Mayang: Btw, mbak. Nama tokoh "aku" baru disebut tokoh Maera di halaman 82. Penantian cukup lama sampai saya tau nama Jayanegara. Itu kenapa? Apa karena dibawakan dari sudut pandang orang pertama sehingga Mbak Okky sengaja menyimpan nama tokoh utamanya sampai di halaman tersebut supaya kita bertanya-tanya. Gitu ya?

Mbak Okky: Sebenarnya nggak juga. Saya pengin ceritanya ngalir dulu sampai timbul percik-percik konflik. Kan sudut pandang orang pertama bisa mengambil alih porsi utama cerita. Kalau namanya baru disebutkan tokoh lain di pertengahan bahkan di belakang, nggak akan jadi masalah. 

Mayang: *manggut-manggut* Oh, begitu.

Mbak Okky: Iya. Terus, saya mau nanya. Bagian cerita mana yang paling kamu suka?

Mayang: Hm... Ini agak sulit karena ada beberapa adegan dalam novel yang saya ingat betul. Pertama, saya suka saat Jay akhirnya nekat ke kota dan mengenal internet. Tokoh Jay yang gaptek menjadi pribadi ksatria di dunia maya; social justice warrior. Dia nggak pernah absen Twitwor. Perubahan pribadi Jay di sini kentara banget sehingga saya jadi menyadari bahwa media sosial segitu berpengaruhnya ke psikis seseorang.

Kedua, saya suka waktu Maera hijrah ikut mainan medsos dan nulis cerita dewasa. Gaya hidupnya berubah. Pemikirannya semakin liar. Membuat saya mikir kalau gaya hidup  dan pemikiran seseorang amat ditentukan dengan apa yang dia lihat di internet. Ketiga, saya suka ending-nya. Saya suka bagaimana Mbak Okky menutup novel ini dengan pengungkapan rahasia antara Jay dan Maera. Tentang siapa tokoh SJW di medsos yang Maera sukai: Matajaya dan Akardewa. Novel ini salah satu yang kalau dibaca, akhirnya bikin lega. Meskipun Mbak Okky tetap mempertahankan rasa penasaran pembaca.

Mbak Okky: Di bagian akhir memang konflik Maera dibiarkan seperti itu. Hehe. Biar gemas.

Mayang: Saya memang gemas! Nggak ngira kalau semua premis sebab-akibat dan hubungan terang-gelap Jay dengan bapaknya akan menjadi kunci konflik. Itu brilian, Mbak. Main medsos selain mempermudah kehidupan, memang bisa menjadi bumerang di masa depan. Konsumsi digital masyarakat kita jadi mempengaruhi betul karakter mereka dalam keseharian.

Mbak Okky: Karena setelah dipelajari, manusia cenderung suka terpengaruh dengan lingkungan. Jadi apa yang mereka konsumsi menggunakan panca indera, itulah yang membentuk karakter mereka. Terlepas unsur "bawaan orok" yang mereka miliki. 

Mayang: Setuju! Dan kalau semua hal yang kita alami diumbar dengan mudah di media, orang lain akan mengonsumsi konten kita. Apa yang kita unggah di media, udah bukan milik kita lagi. Tapi milik semua orang yang melihatnya.

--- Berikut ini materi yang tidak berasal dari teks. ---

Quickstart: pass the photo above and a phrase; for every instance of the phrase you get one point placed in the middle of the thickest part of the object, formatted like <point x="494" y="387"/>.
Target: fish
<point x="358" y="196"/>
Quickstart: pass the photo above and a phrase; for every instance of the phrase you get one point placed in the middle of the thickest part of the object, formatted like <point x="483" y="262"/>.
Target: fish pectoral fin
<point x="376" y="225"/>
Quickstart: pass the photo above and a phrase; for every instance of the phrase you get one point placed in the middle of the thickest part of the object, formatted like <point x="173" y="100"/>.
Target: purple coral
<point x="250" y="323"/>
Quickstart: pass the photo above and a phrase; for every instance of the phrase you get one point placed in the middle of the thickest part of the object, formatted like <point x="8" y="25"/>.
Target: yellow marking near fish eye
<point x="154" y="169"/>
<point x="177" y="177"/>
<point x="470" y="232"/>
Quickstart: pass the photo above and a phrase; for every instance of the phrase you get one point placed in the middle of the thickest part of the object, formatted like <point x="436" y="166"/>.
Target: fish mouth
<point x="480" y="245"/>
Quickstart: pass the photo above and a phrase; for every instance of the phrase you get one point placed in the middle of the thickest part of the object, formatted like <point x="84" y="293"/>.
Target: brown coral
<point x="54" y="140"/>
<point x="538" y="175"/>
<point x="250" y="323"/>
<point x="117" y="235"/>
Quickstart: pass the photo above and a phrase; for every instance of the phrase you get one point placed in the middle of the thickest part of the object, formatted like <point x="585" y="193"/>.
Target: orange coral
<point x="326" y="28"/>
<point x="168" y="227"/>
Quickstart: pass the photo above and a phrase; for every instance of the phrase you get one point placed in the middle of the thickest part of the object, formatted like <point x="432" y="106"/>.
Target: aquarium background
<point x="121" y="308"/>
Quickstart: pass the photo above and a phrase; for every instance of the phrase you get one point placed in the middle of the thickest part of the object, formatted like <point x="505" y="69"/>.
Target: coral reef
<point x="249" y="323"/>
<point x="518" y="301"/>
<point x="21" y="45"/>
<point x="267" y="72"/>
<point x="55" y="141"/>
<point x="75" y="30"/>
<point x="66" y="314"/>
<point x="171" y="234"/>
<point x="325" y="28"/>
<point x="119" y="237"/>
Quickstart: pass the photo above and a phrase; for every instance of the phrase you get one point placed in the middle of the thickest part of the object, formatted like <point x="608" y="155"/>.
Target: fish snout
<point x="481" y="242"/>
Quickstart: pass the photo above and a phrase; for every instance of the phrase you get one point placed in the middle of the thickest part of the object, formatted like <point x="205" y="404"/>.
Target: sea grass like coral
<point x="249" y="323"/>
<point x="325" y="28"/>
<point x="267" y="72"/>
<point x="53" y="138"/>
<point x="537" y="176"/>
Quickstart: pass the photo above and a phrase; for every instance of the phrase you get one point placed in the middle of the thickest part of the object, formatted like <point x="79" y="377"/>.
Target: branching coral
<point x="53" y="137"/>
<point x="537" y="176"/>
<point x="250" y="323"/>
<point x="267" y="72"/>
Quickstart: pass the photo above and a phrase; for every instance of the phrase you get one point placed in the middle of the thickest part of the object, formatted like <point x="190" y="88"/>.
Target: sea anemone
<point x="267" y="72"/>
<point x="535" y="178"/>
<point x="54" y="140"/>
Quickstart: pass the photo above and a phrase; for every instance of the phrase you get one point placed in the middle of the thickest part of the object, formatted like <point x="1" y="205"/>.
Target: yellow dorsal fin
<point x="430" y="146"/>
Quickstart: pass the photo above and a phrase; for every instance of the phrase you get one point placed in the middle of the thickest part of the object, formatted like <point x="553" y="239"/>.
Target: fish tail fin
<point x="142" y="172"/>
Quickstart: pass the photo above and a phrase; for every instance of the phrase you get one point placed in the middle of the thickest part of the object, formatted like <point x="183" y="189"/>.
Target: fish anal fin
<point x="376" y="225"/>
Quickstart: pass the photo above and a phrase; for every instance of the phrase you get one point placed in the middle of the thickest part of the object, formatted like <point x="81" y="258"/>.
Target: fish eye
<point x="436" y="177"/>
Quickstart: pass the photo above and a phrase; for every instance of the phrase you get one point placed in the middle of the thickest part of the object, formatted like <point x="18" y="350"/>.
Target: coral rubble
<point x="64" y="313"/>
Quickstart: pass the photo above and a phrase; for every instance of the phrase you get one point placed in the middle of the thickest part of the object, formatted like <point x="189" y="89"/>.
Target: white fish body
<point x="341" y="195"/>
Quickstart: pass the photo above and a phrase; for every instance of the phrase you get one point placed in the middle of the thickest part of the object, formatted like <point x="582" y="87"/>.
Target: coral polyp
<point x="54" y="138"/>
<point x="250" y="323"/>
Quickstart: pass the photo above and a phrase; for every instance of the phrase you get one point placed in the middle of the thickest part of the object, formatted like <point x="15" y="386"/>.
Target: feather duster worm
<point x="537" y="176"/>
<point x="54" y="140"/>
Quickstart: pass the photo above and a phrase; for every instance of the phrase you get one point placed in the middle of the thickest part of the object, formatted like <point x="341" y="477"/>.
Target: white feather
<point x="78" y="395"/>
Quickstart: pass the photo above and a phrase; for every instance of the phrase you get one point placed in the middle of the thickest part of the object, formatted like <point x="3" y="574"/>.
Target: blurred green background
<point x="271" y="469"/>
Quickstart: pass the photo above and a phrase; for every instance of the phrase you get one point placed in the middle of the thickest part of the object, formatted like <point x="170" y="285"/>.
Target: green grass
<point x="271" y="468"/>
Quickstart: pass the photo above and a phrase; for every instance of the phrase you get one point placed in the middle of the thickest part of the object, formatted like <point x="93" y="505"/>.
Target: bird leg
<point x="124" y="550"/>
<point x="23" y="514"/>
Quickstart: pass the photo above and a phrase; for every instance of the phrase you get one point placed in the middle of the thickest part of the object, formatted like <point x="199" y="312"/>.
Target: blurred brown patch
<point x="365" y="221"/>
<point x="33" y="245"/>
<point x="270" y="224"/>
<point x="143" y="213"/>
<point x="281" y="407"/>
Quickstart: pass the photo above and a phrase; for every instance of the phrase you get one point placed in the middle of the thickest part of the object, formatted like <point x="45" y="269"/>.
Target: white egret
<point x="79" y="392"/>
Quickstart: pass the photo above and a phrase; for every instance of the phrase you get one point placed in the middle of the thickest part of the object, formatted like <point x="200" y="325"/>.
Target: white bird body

Mbak Okky: Padahal di luar negeri, ngambil konten orang itu harus izin loh. Nggak boleh sembarangan. Di negara kita seakan main comot aja buat berita.

Mayang: TERUS DITULIS PAKAI JUDUL KLIKBAIT. HIYA HIYA HIYA!

Mbak Okky: Hehehehe. Betul.

Mayang: Buku ini harus dibaca banyak orang sih, mbak. Menurut saya. Karena buku ini bisa menjadi renungan terhadap penggunaan media sosial di masyarakat. Pentingkah mengunggah ini dan pantaskah mengirim itu. Sayang banget sekarang media sosial justru menjadi ajang berkerumun dan menonton keributan digital.

Mbak Okky: Itulah hidup. Selalu penuh ironi.

Mayang: Ashiap, mbaaak.

Mbak Okky: Btw, kutipan mana yang paling ngena di kamu, May?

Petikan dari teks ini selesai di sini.